Mais comme en ce temps-là les « antiquaires » (= archéologues) s’intéressaient en priorité aux vestiges romains, grecs ou égyptiens et que le terrain (privé) d’Entremont était consacré à l’agriculture, il n’y eut aucune fouille, on se contenta de recueillir par hasard, de temps en temps, çà et là des débris de sculpture, de céramique, de meules, des scories de fer, une pierre de pressoir… Les années passèrent.
En 1943, pendant la guerre, l’armée allemande construisit un camp sur la colline (les bâtiments modernes qu’on y voit datent de cette époque et sont aujourd’hui utilisés par les archéologues) et y fit creuser une citerne. Et, par une chance extraordinaire, cette excavation fit apparaître de nombreux morceaux de sculpture gauloise en pierre : têtes, torses, bras, etc. Cette découverte exceptionnelle eut un grand retentissement.
C’est pourquoi, quelques mois après la fin de la guerre, en février 1946, le directeur de la circonscription archéologique de Provence, Fernand Benoit, fit entreprendre des sondages puis de grandes fouilles régulières chaque année, le travail sur le terrain étant dirigé par Robert Ambard.
Malheureusement l’armée de l’air française s’était installée dans l’ancien camp allemand et cela limitait beaucoup les fouilles. Elle n’abandonna le terrain qu’en 1972. À la mort de F. Benoit en 1969, le chantier fut poursuivi par R. Ambard, jusqu’en 1976. Entre-temps, l’État avait fait l’acquisition de tout le site dès la fin de la guerre et le classa, en 1980, « monument historique ».

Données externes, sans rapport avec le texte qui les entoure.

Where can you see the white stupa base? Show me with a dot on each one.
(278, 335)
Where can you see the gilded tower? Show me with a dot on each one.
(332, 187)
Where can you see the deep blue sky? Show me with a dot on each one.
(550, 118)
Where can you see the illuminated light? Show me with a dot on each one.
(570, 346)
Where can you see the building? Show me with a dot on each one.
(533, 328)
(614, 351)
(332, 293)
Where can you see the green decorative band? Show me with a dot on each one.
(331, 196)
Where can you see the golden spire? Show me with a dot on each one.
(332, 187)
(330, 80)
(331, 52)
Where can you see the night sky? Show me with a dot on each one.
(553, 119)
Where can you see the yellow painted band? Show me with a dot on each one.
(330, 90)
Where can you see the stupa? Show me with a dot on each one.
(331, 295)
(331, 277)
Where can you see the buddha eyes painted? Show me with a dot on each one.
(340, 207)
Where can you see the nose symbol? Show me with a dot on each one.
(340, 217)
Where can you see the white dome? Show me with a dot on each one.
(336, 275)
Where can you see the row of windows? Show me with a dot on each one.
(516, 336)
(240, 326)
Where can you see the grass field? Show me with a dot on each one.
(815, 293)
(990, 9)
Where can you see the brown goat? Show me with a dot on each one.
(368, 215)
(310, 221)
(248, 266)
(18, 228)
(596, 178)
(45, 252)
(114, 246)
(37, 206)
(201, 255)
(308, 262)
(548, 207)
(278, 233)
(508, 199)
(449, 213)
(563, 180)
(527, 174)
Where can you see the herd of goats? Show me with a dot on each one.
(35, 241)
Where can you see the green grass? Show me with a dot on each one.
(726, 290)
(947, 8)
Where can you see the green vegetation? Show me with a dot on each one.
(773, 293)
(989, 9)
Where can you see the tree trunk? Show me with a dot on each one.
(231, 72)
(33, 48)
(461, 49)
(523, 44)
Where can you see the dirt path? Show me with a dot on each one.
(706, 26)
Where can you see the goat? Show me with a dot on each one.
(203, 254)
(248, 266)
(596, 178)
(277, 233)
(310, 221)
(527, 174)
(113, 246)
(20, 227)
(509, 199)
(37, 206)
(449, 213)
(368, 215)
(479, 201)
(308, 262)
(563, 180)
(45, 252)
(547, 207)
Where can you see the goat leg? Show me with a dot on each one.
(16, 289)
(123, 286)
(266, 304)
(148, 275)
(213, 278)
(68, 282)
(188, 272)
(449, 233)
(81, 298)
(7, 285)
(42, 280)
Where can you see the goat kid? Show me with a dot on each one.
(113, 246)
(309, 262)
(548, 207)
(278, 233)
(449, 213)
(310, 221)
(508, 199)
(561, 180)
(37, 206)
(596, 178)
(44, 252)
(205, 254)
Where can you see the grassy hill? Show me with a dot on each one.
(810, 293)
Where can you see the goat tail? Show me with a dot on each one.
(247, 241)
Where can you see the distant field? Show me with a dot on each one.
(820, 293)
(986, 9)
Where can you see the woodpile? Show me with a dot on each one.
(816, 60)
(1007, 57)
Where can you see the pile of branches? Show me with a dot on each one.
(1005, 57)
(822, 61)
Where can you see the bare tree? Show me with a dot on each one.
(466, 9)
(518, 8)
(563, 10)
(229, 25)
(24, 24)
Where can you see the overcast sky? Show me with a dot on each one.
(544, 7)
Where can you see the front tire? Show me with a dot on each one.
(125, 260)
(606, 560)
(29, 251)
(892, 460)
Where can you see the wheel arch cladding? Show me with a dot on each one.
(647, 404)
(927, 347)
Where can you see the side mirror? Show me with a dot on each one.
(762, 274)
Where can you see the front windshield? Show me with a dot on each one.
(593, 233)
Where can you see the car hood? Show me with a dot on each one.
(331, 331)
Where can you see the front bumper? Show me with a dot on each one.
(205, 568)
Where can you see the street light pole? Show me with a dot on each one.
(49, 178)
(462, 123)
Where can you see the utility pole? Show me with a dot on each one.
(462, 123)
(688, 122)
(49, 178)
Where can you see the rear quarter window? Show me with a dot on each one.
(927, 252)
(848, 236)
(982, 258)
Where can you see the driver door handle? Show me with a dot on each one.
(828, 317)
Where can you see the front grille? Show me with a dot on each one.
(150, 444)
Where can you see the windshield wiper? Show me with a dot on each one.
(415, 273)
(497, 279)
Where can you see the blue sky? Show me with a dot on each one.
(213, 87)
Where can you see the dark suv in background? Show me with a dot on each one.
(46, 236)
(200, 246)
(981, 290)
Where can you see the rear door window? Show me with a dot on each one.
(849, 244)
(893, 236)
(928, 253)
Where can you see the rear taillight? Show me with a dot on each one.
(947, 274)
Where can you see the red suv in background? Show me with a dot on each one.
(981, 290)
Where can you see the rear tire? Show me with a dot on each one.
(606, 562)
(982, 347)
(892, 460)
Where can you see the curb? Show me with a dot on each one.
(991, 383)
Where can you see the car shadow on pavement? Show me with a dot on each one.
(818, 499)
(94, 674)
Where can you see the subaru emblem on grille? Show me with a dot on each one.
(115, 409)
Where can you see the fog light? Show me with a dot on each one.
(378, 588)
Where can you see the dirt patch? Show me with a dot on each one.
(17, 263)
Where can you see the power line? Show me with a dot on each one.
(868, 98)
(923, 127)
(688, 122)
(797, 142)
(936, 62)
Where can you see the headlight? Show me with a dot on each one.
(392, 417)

En 1976, une équipe de bénévoles de notre association, dirigée par Jean-Louis Charrière, obtint l’autorisation de fouiller une pièce de l’oppidum (dans l’habitat 2, dans la zone non visitable) qui se révéla être un atelier de pressoir. Cette fouille continua en 1977 et 1978 puis, après une interruption, s’acheva en 1985. Ce chantier a apporté des informations très utiles sur le fonctionnement de ce type d’atelier.
Puis des archéologues professionnels, notamment Patrice Arcelin et Gaëtan Congès, succédèrent à R. Ambard et, tout en fouillant une surface bien plus réduite que Fernand Benoit, améliorèrent très sensiblement la connaissance du site grâce aux méthodes modernes plus performantes.
Mais dès le début des années 1990, les campagnes de fouilles devinrent discontinues et de plus en plus rares et la dernière fouille en date a eu lieu en 2009. En effet, un quart environ du site est dégagé, ce qui permet d’en avoir déjà une bonne idée, et le classement le met à l’abri. Il reste pourtant bien des questions auxquelles de nouvelles fouilles et recherches aideraient à répondre.
En fait, le budget dont dispose le Service Régional de l’Archéologie (Ministère de la Culture) s’est beaucoup amenuisé depuis de nombreuses années et il consacre donc ses ressources à d’autres chantiers prioritaires où le potentiel archéologique est menacé par des projets d’aménagement : routes, voies ferrées, construction d’habitations, de locaux industriels ou commerciaux, d’établissement d’enseignement, etc.
Pour en savoir plus sur l’historique des recherches à Entremont de 1817 à 1996, sur l’oppidum lui-même et les Salyens en général, consultez le n°21 (1998) de la revue Documents d’Archéologie Méridionale, disponible en ligne : https://www.persee.fr/issue/dam_0184-1068_1998_num_21_1
Sur la fouille réalisée en 1999, consultez : https://journals.openedition.org/dam/1681
Récemment, au printemps 2021, la Direction Régionale des Affaires Culturelles (ministère de la Culture), cherchant à faire des économies sur l’entretien des vestiges, a fait remblayer la rangée de maisons antiques bâties contre la face intérieure du rempart nord. Nous nous étions opposés, en vain, à ce projet parce qu’il rend invisibles une grande partie de la zone où les murs antiques sont les mieux conservés (jusqu’à 2 m de haut) et le seul endroit où l’on pouvait voir les égouts pluviaux passant sous les habitations et sous le rempart.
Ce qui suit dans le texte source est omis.